- Born: 1945 Murwillumbah, New South Wales, Australia
- Died: 26 January 2008 (aged 62) Hong Kong
- Occupations: Mathematician businessman gambler
- Spouse: Meredith Woods
- Children: 2

= Alan Woods (gambler) =

Australian professional gambler

Alan Woods (1945 – 26 January 2008) was an Australian and Hong Kong professional gambler and mathematician. He focused on blackjack and betting on horse racing, working with Bill Benter and Zeljko Ranogajec, and was an early developer of quantitative, computer-based betting on Hong Kong horse racing. His estimated net worth at his death was AU$670 million, with later estimates higher, including about A$939 million cited by Guinness World Records.

==Early life==
Woods was raised in Murwillumbah, New South Wales, Australia. He studied mathematics at the University of New England in Armidale but dropped out in his final year before graduating. As a student he played poker machines at a loss, stopping after he moved to Sydney where they were unavailable. He also took up horse betting during college and worked for a time as an insurance actuary.

== Gambling career ==
Woods learned card counting in blackjack from fellow bridge players and won a few thousand dollars testing the method. He began gambling seriously after his wife left him in 1979, winning $16,000 in four months in Hobart and a further $100,000 in Las Vegas. He then played in casinos across Europe, Australia and Asia.

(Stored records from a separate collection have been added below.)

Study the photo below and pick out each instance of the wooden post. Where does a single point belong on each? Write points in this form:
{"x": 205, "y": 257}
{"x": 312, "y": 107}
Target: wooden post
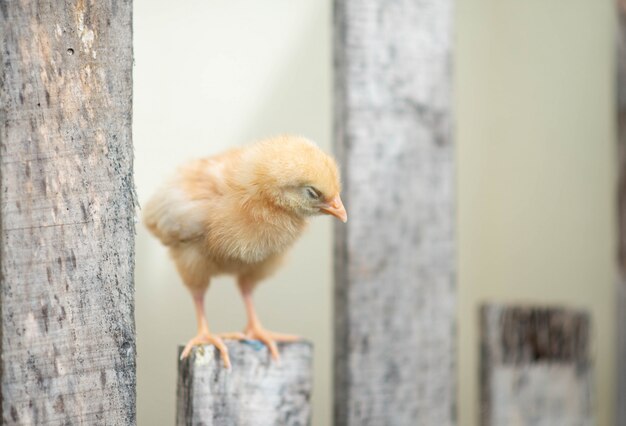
{"x": 395, "y": 258}
{"x": 255, "y": 392}
{"x": 620, "y": 404}
{"x": 67, "y": 212}
{"x": 535, "y": 367}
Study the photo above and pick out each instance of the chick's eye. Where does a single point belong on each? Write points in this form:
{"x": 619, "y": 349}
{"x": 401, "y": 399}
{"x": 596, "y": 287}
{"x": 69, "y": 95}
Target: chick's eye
{"x": 312, "y": 193}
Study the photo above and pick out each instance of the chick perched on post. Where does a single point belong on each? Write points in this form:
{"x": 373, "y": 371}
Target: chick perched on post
{"x": 237, "y": 213}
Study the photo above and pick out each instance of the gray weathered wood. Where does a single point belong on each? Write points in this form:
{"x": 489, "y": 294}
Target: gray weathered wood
{"x": 620, "y": 404}
{"x": 535, "y": 367}
{"x": 395, "y": 258}
{"x": 67, "y": 208}
{"x": 255, "y": 392}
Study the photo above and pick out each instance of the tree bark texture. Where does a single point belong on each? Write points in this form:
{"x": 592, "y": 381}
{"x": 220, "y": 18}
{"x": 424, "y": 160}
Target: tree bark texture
{"x": 255, "y": 392}
{"x": 535, "y": 367}
{"x": 395, "y": 258}
{"x": 67, "y": 212}
{"x": 621, "y": 214}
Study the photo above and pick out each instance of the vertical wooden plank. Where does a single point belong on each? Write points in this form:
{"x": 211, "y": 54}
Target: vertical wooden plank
{"x": 67, "y": 212}
{"x": 255, "y": 392}
{"x": 620, "y": 405}
{"x": 535, "y": 367}
{"x": 395, "y": 259}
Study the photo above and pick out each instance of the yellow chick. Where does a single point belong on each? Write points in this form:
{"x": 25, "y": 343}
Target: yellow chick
{"x": 237, "y": 213}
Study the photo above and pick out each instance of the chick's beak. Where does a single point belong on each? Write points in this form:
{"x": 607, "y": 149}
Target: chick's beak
{"x": 335, "y": 207}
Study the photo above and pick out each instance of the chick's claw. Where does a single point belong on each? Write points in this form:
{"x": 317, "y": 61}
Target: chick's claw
{"x": 202, "y": 339}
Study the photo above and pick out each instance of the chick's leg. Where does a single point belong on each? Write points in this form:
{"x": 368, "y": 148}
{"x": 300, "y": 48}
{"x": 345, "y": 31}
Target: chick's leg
{"x": 254, "y": 329}
{"x": 204, "y": 335}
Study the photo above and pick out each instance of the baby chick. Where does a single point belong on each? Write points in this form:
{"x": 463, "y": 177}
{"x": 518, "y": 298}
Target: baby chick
{"x": 237, "y": 213}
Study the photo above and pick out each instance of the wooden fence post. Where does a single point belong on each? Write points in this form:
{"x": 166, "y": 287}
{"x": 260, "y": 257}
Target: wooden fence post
{"x": 535, "y": 367}
{"x": 255, "y": 392}
{"x": 395, "y": 258}
{"x": 67, "y": 212}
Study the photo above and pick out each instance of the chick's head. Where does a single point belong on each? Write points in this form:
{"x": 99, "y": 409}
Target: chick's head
{"x": 294, "y": 174}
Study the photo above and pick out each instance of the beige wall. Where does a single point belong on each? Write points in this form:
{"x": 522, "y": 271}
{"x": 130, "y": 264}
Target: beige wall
{"x": 534, "y": 137}
{"x": 535, "y": 156}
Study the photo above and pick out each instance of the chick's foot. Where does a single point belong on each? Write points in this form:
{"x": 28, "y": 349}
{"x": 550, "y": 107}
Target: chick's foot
{"x": 268, "y": 338}
{"x": 211, "y": 339}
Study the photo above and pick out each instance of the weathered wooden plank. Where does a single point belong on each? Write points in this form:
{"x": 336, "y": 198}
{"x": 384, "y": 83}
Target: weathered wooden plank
{"x": 395, "y": 269}
{"x": 67, "y": 212}
{"x": 620, "y": 405}
{"x": 255, "y": 392}
{"x": 535, "y": 367}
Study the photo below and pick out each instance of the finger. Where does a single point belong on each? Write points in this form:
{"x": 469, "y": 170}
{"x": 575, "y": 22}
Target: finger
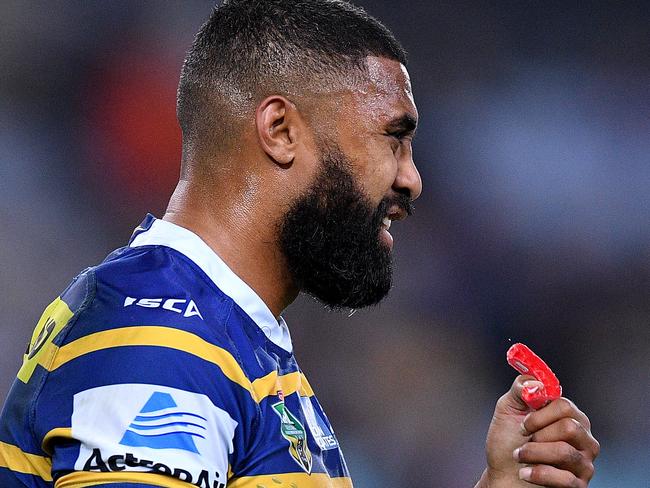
{"x": 557, "y": 409}
{"x": 550, "y": 476}
{"x": 570, "y": 431}
{"x": 512, "y": 402}
{"x": 559, "y": 454}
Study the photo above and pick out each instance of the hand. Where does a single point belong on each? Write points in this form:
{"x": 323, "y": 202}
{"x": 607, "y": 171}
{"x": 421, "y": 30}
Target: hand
{"x": 550, "y": 447}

Woods retired from professional blackjack in 1982 and turned to horse betting in Hong Kong, which had a small pool of horses. There he met Bob Moore and Bill Benter, with whom he developed a computer model that selected race winners from factors such as track, form and weather. The model returned about $100,000 in the 1987 season, after which Woods and Benter dissolved their partnership.

Woods later worked in Manila with Zeljko Ranogajec, whom he also regarded as a rival, and won millions from horse betting through the 1990s. By the 2006–07 financial year, his syndicate was reported to account for about 2 per cent of the Hong Kong Jockey Club's betting turnover.

==Personal life==
Woods married Meredith in 1972 and separated from her in 1979. They had two children. He opposed the Iraq War and described himself as a former conservative turned liberal.

From 1999 until his death he was a member and major funder of the online harm reduction forum Bluelight, covering its running costs as it grew to more than 80,000 members.

===Death===
Woods died of appendiceal cancer on 25 January 2008 shortly after he was diagnosed.